Werther, P., Yserentant, K., Braun, F., Grußmayer, K., Navikas, V., Yu, M., et al. (2021). Bio-orthogonal red and far-red fluorogenic probes for wash-free live-cell and super-resolution microscopy. ACS Central Science, 7(9), 1561-1571. Retrieved from https://pubmed.ncbi.nlm.nih.gov/34584958/.

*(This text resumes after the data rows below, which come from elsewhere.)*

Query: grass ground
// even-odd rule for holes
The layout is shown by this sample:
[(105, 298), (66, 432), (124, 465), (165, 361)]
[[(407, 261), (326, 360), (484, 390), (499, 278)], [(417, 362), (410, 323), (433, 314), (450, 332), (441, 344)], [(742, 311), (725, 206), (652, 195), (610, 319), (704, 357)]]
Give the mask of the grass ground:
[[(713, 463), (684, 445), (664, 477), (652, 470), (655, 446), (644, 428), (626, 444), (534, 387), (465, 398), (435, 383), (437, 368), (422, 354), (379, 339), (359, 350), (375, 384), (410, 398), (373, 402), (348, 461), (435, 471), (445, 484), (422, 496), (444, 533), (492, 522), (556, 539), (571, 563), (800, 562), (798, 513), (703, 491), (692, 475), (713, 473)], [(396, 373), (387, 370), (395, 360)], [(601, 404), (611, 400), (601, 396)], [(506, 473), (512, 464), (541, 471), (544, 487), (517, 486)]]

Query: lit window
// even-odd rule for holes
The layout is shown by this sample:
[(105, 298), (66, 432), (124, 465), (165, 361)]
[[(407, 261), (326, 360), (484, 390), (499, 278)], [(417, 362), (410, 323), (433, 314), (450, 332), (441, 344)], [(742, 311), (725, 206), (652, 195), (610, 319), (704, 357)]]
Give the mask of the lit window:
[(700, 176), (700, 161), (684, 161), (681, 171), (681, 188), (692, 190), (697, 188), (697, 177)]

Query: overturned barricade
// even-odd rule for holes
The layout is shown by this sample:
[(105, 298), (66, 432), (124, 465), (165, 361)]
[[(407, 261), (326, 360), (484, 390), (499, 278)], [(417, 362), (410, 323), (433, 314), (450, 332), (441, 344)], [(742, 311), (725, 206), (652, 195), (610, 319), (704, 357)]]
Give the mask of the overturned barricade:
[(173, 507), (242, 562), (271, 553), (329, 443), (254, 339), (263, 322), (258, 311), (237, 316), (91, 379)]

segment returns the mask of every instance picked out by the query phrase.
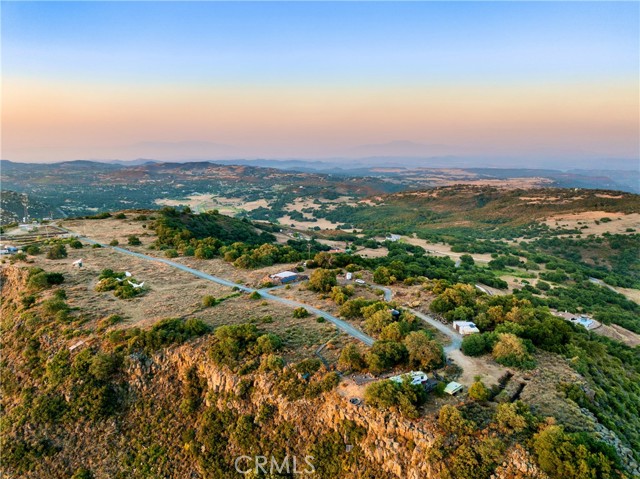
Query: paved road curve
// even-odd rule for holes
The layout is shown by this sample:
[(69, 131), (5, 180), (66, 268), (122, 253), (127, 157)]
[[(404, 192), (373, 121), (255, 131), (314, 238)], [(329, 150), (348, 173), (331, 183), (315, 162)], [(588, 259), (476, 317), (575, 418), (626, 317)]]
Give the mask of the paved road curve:
[[(67, 231), (69, 231), (69, 230), (67, 230)], [(75, 234), (73, 231), (69, 231), (69, 233)], [(164, 264), (166, 264), (168, 266), (171, 266), (172, 268), (176, 268), (176, 269), (182, 270), (182, 271), (184, 271), (186, 273), (191, 273), (192, 275), (197, 276), (198, 278), (206, 279), (208, 281), (213, 281), (214, 283), (222, 284), (222, 285), (228, 286), (230, 288), (238, 288), (239, 290), (244, 291), (246, 293), (253, 293), (254, 291), (257, 291), (263, 298), (268, 299), (270, 301), (277, 301), (279, 303), (286, 304), (287, 306), (291, 306), (293, 308), (300, 308), (300, 307), (306, 308), (307, 311), (309, 311), (309, 312), (311, 312), (313, 314), (317, 314), (318, 316), (323, 317), (327, 321), (333, 323), (341, 331), (344, 331), (349, 336), (352, 336), (352, 337), (358, 339), (359, 341), (362, 341), (367, 346), (371, 346), (373, 344), (374, 339), (371, 336), (368, 336), (365, 333), (363, 333), (362, 331), (354, 328), (352, 325), (350, 325), (346, 321), (343, 321), (340, 318), (336, 318), (335, 316), (333, 316), (332, 314), (327, 313), (326, 311), (323, 311), (323, 310), (318, 309), (318, 308), (314, 308), (313, 306), (309, 306), (308, 304), (299, 303), (298, 301), (293, 301), (293, 300), (290, 300), (290, 299), (281, 298), (279, 296), (274, 296), (273, 294), (269, 293), (267, 290), (264, 290), (264, 289), (263, 290), (257, 290), (257, 289), (254, 289), (254, 288), (249, 288), (249, 287), (244, 286), (242, 284), (237, 284), (237, 283), (234, 283), (232, 281), (226, 280), (224, 278), (219, 278), (218, 276), (213, 276), (213, 275), (207, 274), (204, 271), (200, 271), (198, 269), (190, 268), (190, 267), (185, 266), (183, 264), (176, 263), (175, 261), (170, 261), (170, 260), (164, 259), (164, 258), (156, 258), (154, 256), (149, 256), (149, 255), (146, 255), (146, 254), (143, 254), (143, 253), (136, 253), (135, 251), (130, 251), (130, 250), (125, 249), (125, 248), (120, 248), (119, 246), (108, 246), (108, 245), (99, 243), (98, 241), (92, 240), (91, 238), (87, 238), (86, 236), (80, 236), (79, 238), (82, 239), (83, 241), (86, 241), (87, 243), (99, 244), (103, 248), (111, 248), (111, 249), (117, 251), (118, 253), (123, 253), (123, 254), (128, 254), (130, 256), (135, 256), (136, 258), (139, 258), (139, 259), (142, 259), (142, 260), (145, 260), (145, 261), (155, 261), (157, 263), (164, 263)]]

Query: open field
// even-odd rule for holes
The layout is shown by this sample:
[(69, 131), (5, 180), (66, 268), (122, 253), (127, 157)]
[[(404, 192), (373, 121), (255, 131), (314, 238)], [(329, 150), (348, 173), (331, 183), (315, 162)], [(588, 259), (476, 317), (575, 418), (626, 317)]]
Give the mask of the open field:
[[(199, 279), (162, 263), (151, 263), (135, 257), (125, 256), (110, 248), (68, 248), (69, 256), (64, 260), (48, 260), (43, 255), (29, 257), (31, 266), (65, 275), (63, 287), (68, 304), (80, 311), (90, 311), (83, 328), (95, 328), (100, 319), (117, 314), (123, 322), (114, 326), (151, 327), (165, 318), (202, 319), (213, 327), (224, 324), (253, 322), (259, 329), (278, 334), (285, 342), (285, 358), (300, 360), (314, 354), (316, 348), (330, 339), (341, 341), (331, 323), (319, 323), (315, 318), (293, 318), (293, 309), (270, 301), (251, 300), (247, 294), (224, 301), (215, 307), (203, 307), (202, 298), (216, 298), (231, 294), (231, 288)], [(71, 263), (83, 259), (81, 269)], [(210, 265), (210, 270), (233, 269), (221, 260), (201, 261), (197, 266)], [(103, 269), (130, 271), (138, 281), (144, 281), (149, 290), (132, 299), (122, 300), (112, 292), (96, 292), (98, 276)], [(273, 269), (273, 268), (272, 268)], [(240, 270), (242, 271), (242, 270)], [(256, 273), (248, 271), (246, 273)], [(251, 282), (251, 278), (247, 278)], [(346, 336), (345, 336), (346, 337)], [(77, 339), (71, 341), (76, 342)], [(70, 344), (71, 344), (70, 343)], [(331, 355), (329, 355), (331, 357)]]
[[(134, 217), (135, 213), (127, 216)], [(109, 243), (116, 239), (121, 245), (127, 244), (127, 238), (131, 235), (138, 236), (144, 246), (155, 240), (153, 230), (146, 228), (147, 221), (133, 221), (127, 219), (115, 219), (113, 217), (101, 220), (72, 219), (59, 222), (60, 226), (82, 236), (88, 236), (101, 243)]]
[[(611, 221), (601, 221), (602, 218), (609, 218)], [(640, 213), (583, 211), (553, 215), (548, 217), (544, 223), (550, 228), (580, 229), (583, 234), (628, 234), (631, 232), (628, 232), (627, 229), (640, 229)], [(584, 228), (585, 226), (586, 228)]]
[(158, 198), (155, 203), (160, 206), (188, 206), (199, 213), (209, 210), (218, 210), (223, 215), (234, 216), (241, 211), (251, 211), (256, 208), (266, 208), (264, 199), (244, 201), (242, 198), (230, 198), (213, 194), (190, 195), (184, 199)]
[(629, 331), (617, 324), (602, 324), (599, 328), (594, 329), (594, 332), (608, 338), (615, 339), (616, 341), (620, 341), (632, 348), (640, 346), (640, 334)]
[[(193, 315), (200, 309), (205, 295), (220, 297), (231, 293), (230, 288), (176, 271), (167, 265), (124, 256), (110, 248), (89, 249), (85, 246), (82, 249), (68, 248), (68, 252), (69, 256), (64, 260), (48, 260), (42, 255), (31, 257), (32, 265), (64, 274), (63, 287), (69, 304), (91, 311), (89, 324), (111, 314), (119, 314), (127, 326), (150, 326), (160, 319)], [(74, 268), (71, 263), (80, 258), (83, 259), (83, 267)], [(136, 280), (144, 281), (149, 291), (129, 300), (118, 299), (112, 292), (96, 292), (98, 276), (106, 268), (130, 271)]]
[(283, 225), (287, 225), (287, 226), (291, 226), (292, 228), (296, 228), (296, 229), (300, 229), (300, 230), (309, 230), (315, 226), (323, 229), (323, 230), (333, 230), (336, 229), (338, 227), (338, 223), (333, 223), (327, 219), (324, 218), (312, 218), (311, 216), (307, 215), (310, 218), (310, 221), (299, 221), (299, 220), (294, 220), (291, 218), (291, 216), (289, 215), (284, 215), (278, 218), (278, 222), (283, 224)]
[[(463, 254), (469, 254), (469, 253), (455, 253), (451, 251), (451, 246), (447, 244), (431, 243), (427, 240), (416, 238), (415, 235), (414, 237), (403, 236), (401, 241), (406, 241), (409, 244), (420, 246), (425, 250), (427, 250), (427, 252), (431, 254), (435, 254), (437, 256), (449, 256), (450, 258), (453, 258), (454, 261), (460, 256), (462, 256)], [(478, 263), (488, 263), (489, 261), (491, 261), (490, 254), (473, 253), (471, 254), (471, 256), (473, 257), (474, 261)]]

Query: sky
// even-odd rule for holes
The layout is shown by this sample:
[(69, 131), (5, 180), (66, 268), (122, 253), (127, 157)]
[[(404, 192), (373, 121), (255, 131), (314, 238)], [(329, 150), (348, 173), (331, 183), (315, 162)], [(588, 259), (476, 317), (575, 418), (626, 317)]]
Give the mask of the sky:
[(639, 158), (638, 2), (1, 8), (12, 161)]

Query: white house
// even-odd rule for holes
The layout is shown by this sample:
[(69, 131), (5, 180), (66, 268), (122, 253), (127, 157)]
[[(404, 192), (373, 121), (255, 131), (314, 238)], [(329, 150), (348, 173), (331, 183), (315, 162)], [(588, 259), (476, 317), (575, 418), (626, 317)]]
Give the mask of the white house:
[(475, 333), (479, 333), (480, 332), (478, 327), (474, 323), (472, 323), (470, 321), (454, 321), (453, 322), (453, 329), (458, 331), (463, 336), (466, 336), (468, 334), (475, 334)]
[(398, 241), (400, 238), (402, 238), (402, 236), (400, 236), (400, 235), (390, 234), (390, 235), (388, 235), (385, 239), (386, 239), (387, 241), (393, 241), (393, 242), (396, 242), (396, 241)]

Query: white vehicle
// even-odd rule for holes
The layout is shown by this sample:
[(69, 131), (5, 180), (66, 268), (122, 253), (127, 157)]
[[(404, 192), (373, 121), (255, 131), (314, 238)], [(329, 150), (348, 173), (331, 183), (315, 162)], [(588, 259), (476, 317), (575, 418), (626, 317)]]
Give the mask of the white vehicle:
[(364, 279), (356, 279), (356, 283), (358, 284), (367, 284), (364, 282)]
[(402, 384), (405, 378), (410, 379), (411, 384), (413, 384), (414, 386), (418, 384), (426, 384), (426, 382), (429, 380), (427, 374), (422, 371), (411, 371), (410, 373), (401, 374), (400, 376), (390, 377), (389, 380)]

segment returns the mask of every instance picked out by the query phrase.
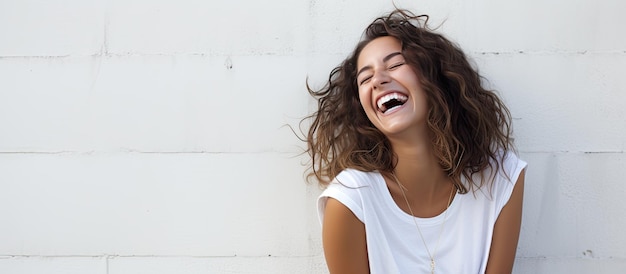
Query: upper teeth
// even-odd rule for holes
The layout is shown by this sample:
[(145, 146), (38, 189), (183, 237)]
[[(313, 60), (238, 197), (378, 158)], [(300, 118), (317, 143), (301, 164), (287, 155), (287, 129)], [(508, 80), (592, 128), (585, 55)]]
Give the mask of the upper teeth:
[(408, 97), (404, 96), (401, 93), (396, 93), (396, 92), (389, 93), (389, 94), (387, 94), (387, 95), (385, 95), (383, 97), (380, 97), (380, 99), (378, 99), (378, 101), (376, 102), (376, 105), (378, 105), (379, 109), (384, 109), (383, 108), (383, 104), (385, 104), (385, 103), (387, 103), (387, 102), (389, 102), (389, 101), (391, 101), (393, 99), (396, 99), (396, 100), (401, 101), (401, 102), (404, 103), (408, 99)]

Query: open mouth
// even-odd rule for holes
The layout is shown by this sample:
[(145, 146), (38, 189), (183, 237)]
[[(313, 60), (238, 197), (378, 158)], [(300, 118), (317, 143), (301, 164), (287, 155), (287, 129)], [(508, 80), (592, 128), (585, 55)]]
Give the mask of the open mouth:
[(393, 92), (380, 97), (376, 102), (376, 105), (378, 106), (378, 110), (380, 110), (380, 112), (385, 113), (404, 105), (408, 99), (409, 98), (407, 96), (401, 93)]

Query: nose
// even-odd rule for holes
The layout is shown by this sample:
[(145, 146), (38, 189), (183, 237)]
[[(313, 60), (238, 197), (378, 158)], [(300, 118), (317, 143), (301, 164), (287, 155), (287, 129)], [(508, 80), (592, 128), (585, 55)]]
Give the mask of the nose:
[(389, 72), (386, 70), (377, 70), (372, 75), (372, 84), (374, 88), (381, 88), (383, 85), (388, 84), (391, 81)]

Cite as: https://hdl.handle.net/21.11116/0000-0009-A207-8

Abstract

Small-molecule fluorophores enable the observation of biomolecules in their native context with fluorescence microscopy. Specific labeling via bio-orthogonal tetrazine chemistry combines minimal label size with rapid labeling kinetics. At the same time, fluorogenic tetrazine-dye conjugates exhibit efficient quenching of dyes prior to target binding. However, live-cell compatible long-wavelength fluorophores with strong fluorogenicity have been difficult to realize. Here, we report close proximity tetrazine-dye conjugates with minimal distance between tetrazine and the fluorophore. Two synthetic routes give access to a series of cell-permeable and -impermeable dyes including highly fluorogenic far-red emitting derivatives with electron exchange as the dominant excited-state quenching mechanism. We demonstrate their potential for live-cell imaging in combination with unnatural amino acids, wash-free multicolor and super-resolution STED, and SOFI imaging. These dyes pave the way for advanced fluorescence imaging of biomolecules with minimal label size.